Originally posted by @David Crumley:
I appreciate all of the comments and advice. Some very good points. A few mentioned using leverage, and I certainly agree. I purchased this first condo with cash, as it was an off market deal I could get at a good price if acting fast. My strategy initially is to use cash to buy (instead of short term loans), and then after fixing up and getting rented, would refi and take out cash, and roll into more deals. Based on all of my research, podcast, books, etc, I gravitate towards buy and hold, as it gives cash flow and a tangible equity down the road. But, as mentioned earlier, I started also delving into other ideas (notes/tax liens) as I wasn't sure that I could find the return rates needed to hit my goal with just buy rentals. All that being said, still need it to be relatively passive until I hit my goal!
That is the BRRR method and works well. Even better if you have a lot of cash up front.

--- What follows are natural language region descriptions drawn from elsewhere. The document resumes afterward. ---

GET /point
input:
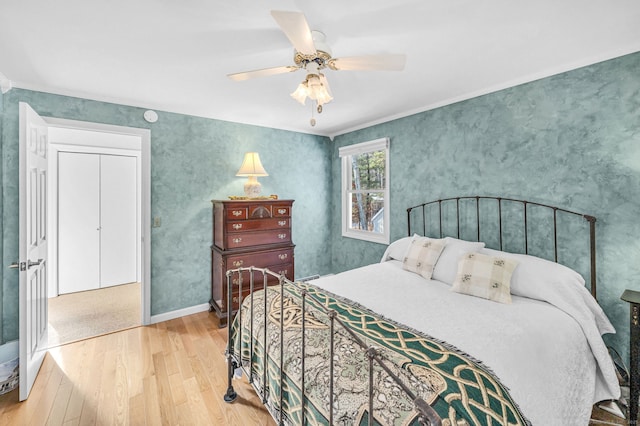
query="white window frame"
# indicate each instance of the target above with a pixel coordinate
(345, 153)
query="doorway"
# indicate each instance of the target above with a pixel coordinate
(86, 313)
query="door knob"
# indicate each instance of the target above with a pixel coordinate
(18, 265)
(30, 263)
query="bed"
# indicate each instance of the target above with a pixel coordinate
(428, 336)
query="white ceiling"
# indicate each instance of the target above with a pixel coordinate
(174, 55)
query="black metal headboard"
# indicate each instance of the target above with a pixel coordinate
(475, 215)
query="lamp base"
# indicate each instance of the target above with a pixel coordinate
(252, 187)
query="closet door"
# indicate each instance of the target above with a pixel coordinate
(118, 201)
(78, 222)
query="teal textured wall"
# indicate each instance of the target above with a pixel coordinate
(571, 140)
(1, 228)
(193, 160)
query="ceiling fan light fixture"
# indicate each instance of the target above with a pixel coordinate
(301, 92)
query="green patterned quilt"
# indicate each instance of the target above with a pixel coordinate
(461, 390)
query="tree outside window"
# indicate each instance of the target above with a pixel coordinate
(365, 190)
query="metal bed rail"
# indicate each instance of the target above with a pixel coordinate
(426, 414)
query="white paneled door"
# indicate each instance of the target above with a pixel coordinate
(33, 245)
(97, 221)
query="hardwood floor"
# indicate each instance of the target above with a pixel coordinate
(171, 373)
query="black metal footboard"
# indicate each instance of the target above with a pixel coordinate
(427, 416)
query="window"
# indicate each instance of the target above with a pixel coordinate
(365, 190)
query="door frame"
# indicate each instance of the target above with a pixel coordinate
(144, 152)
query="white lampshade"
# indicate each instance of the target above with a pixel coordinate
(252, 166)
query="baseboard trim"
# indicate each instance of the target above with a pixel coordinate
(178, 313)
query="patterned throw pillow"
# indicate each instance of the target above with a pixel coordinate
(422, 256)
(485, 276)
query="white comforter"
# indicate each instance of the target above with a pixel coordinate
(543, 353)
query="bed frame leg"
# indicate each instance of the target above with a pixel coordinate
(231, 394)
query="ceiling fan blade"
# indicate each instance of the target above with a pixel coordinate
(296, 28)
(371, 62)
(246, 75)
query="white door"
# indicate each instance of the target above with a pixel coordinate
(33, 245)
(97, 221)
(118, 220)
(78, 222)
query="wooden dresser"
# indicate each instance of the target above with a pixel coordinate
(249, 233)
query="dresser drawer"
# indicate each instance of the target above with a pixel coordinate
(237, 213)
(281, 211)
(257, 238)
(260, 259)
(258, 224)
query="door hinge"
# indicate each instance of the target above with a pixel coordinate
(22, 266)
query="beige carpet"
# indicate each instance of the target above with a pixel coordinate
(85, 314)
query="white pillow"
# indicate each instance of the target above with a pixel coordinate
(534, 271)
(397, 249)
(422, 256)
(485, 276)
(447, 265)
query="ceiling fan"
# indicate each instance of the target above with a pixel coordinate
(312, 54)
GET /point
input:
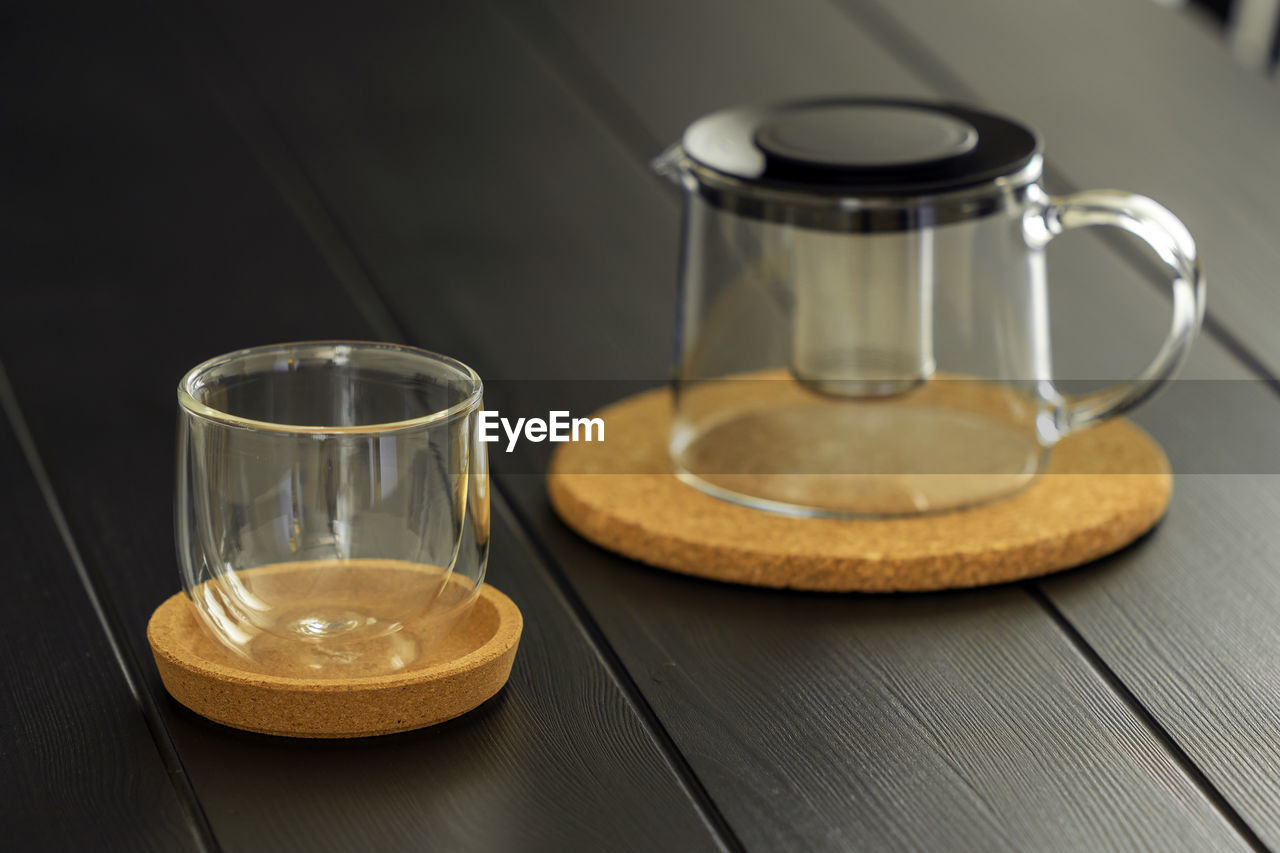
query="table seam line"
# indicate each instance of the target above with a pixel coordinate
(112, 626)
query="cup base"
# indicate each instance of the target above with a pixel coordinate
(344, 619)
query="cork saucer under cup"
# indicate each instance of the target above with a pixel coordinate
(465, 669)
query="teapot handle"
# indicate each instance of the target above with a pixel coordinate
(1047, 217)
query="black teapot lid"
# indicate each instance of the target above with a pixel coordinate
(860, 146)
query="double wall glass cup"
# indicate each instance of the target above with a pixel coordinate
(332, 503)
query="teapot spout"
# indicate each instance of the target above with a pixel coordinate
(672, 164)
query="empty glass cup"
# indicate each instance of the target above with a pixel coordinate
(332, 503)
(864, 311)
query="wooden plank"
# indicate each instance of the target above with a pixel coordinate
(449, 153)
(1148, 610)
(1134, 96)
(147, 238)
(80, 769)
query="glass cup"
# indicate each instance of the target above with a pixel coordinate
(332, 503)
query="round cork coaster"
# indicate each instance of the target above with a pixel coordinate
(469, 666)
(1102, 489)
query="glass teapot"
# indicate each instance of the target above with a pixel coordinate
(863, 327)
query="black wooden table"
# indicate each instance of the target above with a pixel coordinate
(182, 179)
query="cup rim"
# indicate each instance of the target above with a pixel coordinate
(191, 405)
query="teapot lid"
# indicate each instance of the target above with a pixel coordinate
(860, 146)
(855, 164)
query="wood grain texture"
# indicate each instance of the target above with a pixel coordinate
(78, 769)
(1139, 97)
(145, 238)
(950, 721)
(1146, 611)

I know you mention $120k/yr but there are a lot of variables here. I'm thinking there's a chance you're using this number because it's what you make at your day job. If this is the case:
1. $120k/yr at a W2 job is probably more like $84k-$90k/yr after taxes. With the way depreciation works with buy and hold, a LOT of your cashflow will be tax free, so realistically you may only need to be at $100k rental cash flow to be comparable to your current $84k/yr post-tax earnings.
2. The numbers discussed do not include mortgage pay down. If you're leveraged and making $100k cash flow, you might be paying down $50k-$75k/yr on your mortgage, which is really a profit you are making also you just do not get it until you sell/refi.